# Why the flat torus cannot be immersed in euclidean plane?

I am trying to prove the following claim: The flat $2$-dimensional torus cannot be isometrically immersed into $\mathbb{R}^2$ with the standard metric.

That is, there is no immersion $f:T^2 \rightarrow \mathbb{R}^2$ which is also an isometry.

Remark: There is no isometric embedding of the flat torus into the Euclidean plane.

Proof:

Any such embedding will be in particular an embedding into $\mathbb{R}^3$. The torus is compact, so its embedded image in $\mathbb{R}^3$ will be also compact, hence will include an elliptic point. This contradicts the fact that isometric embeddings preserves curvature.

• And what is your question?
– A.P.
Jun 12, 2015 at 20:34

## 2 Answers

Since there is some ambiguity concerning what are your hypotheses, it is not guaranteed that your proof is exhaustive. It is known that there is a $C^1$-isometric embedding of the flat torus inside $\mathbb{R}^3$ (this is related to Nash embedding theorem).
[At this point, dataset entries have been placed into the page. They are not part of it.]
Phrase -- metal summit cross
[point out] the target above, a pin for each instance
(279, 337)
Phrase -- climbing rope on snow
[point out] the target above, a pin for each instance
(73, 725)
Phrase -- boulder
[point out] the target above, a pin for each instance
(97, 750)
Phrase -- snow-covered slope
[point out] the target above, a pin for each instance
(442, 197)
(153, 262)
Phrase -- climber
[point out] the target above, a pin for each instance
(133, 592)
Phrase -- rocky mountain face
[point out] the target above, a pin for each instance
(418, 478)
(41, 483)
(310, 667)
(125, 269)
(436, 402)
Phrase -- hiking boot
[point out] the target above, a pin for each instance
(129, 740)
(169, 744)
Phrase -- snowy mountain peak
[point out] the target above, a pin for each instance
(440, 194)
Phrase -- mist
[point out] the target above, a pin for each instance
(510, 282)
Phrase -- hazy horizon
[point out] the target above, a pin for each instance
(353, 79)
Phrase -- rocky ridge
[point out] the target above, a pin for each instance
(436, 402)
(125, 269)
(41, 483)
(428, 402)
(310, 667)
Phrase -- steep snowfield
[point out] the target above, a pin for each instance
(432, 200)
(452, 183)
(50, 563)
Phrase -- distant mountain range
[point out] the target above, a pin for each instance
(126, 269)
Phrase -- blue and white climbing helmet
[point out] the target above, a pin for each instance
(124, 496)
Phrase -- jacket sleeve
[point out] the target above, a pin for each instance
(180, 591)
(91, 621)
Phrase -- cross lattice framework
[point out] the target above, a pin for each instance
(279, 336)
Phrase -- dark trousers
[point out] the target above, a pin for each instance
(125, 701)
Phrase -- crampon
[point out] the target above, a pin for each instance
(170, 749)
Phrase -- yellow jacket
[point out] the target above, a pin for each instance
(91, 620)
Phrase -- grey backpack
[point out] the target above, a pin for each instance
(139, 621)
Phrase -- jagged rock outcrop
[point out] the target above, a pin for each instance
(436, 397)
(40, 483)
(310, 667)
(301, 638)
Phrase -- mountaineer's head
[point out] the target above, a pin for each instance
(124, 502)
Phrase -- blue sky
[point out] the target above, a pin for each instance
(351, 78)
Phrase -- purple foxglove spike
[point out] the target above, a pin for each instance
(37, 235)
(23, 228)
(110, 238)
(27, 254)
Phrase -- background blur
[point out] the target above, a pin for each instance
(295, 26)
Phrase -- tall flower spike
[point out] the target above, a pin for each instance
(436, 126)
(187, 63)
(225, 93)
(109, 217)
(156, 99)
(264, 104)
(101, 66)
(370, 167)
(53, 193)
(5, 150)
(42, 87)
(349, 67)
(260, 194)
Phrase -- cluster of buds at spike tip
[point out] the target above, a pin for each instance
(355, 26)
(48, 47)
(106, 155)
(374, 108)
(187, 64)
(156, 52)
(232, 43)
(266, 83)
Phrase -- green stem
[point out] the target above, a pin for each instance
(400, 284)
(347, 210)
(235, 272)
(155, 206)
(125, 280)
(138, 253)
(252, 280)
However, for the reason you presented and because of Gauss' theorema egregium, there is no $C^2$-isometric embedding of the flat torus inside $\mathbb{R}^3$.

In fact, there is no immersion $f$ of any closed (i.e compact and without boundary) smooth surface $\Sigma$ into $\mathbb{R}^2$. Indeed, any such immersion would be a fortiori continuous and thus $f(\Sigma)$ would be compact. In particular, there would exist a boundary point $y \in \partial f(\Sigma)$ and for any $x \in f^{-1}(y)$, the differential map $df_{x} : T_x \Sigma \to T_y\mathbb{R}^2$ would not have maximal rank 2 (for otherwise, by the inverse function theorem, $f$ would be a local diffeomorphism between an open neighborhood of $x$ and an open neighborhood of $y$ in the plane, which is clearly not the case). So $df_x$ is not an immersion after all.
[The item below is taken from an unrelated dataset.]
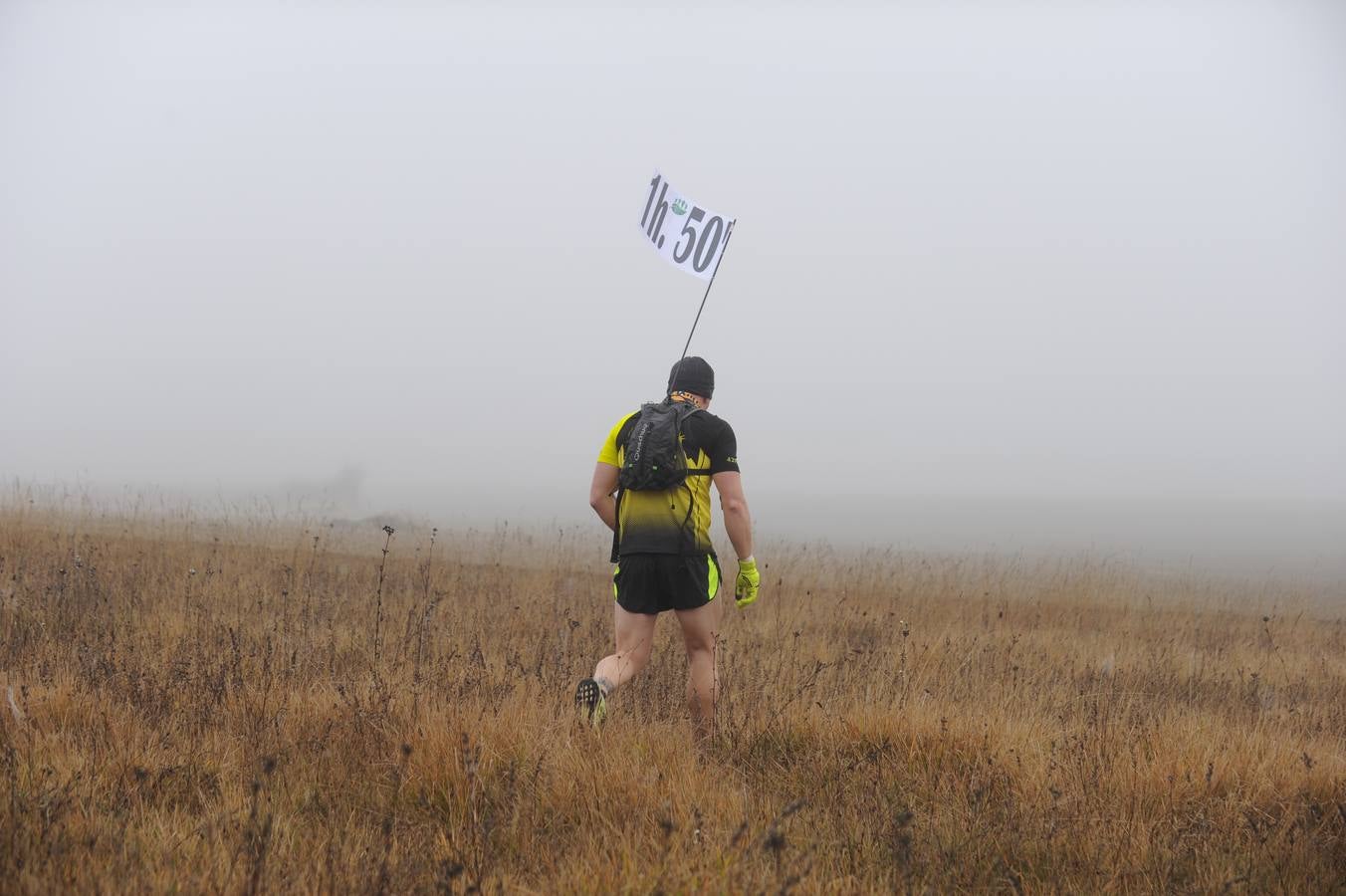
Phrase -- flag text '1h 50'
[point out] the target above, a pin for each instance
(687, 234)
More generally, there is no immersion $$f:M^n \rightarrow N^n$$, with $$M$$ compact and $$N$$ Hausdorff, non-compact and connected, since any immersion is locally an embedding (localize, it follows from the Inverse Function Theorem). With this you can prove that if exists such an immersion, it's an open map. But $$f(M)$$ is compact in a Hausdorff space, hence closed, and also open since $$f$$ is an open map, then it must be all $$N$$. This is absurd.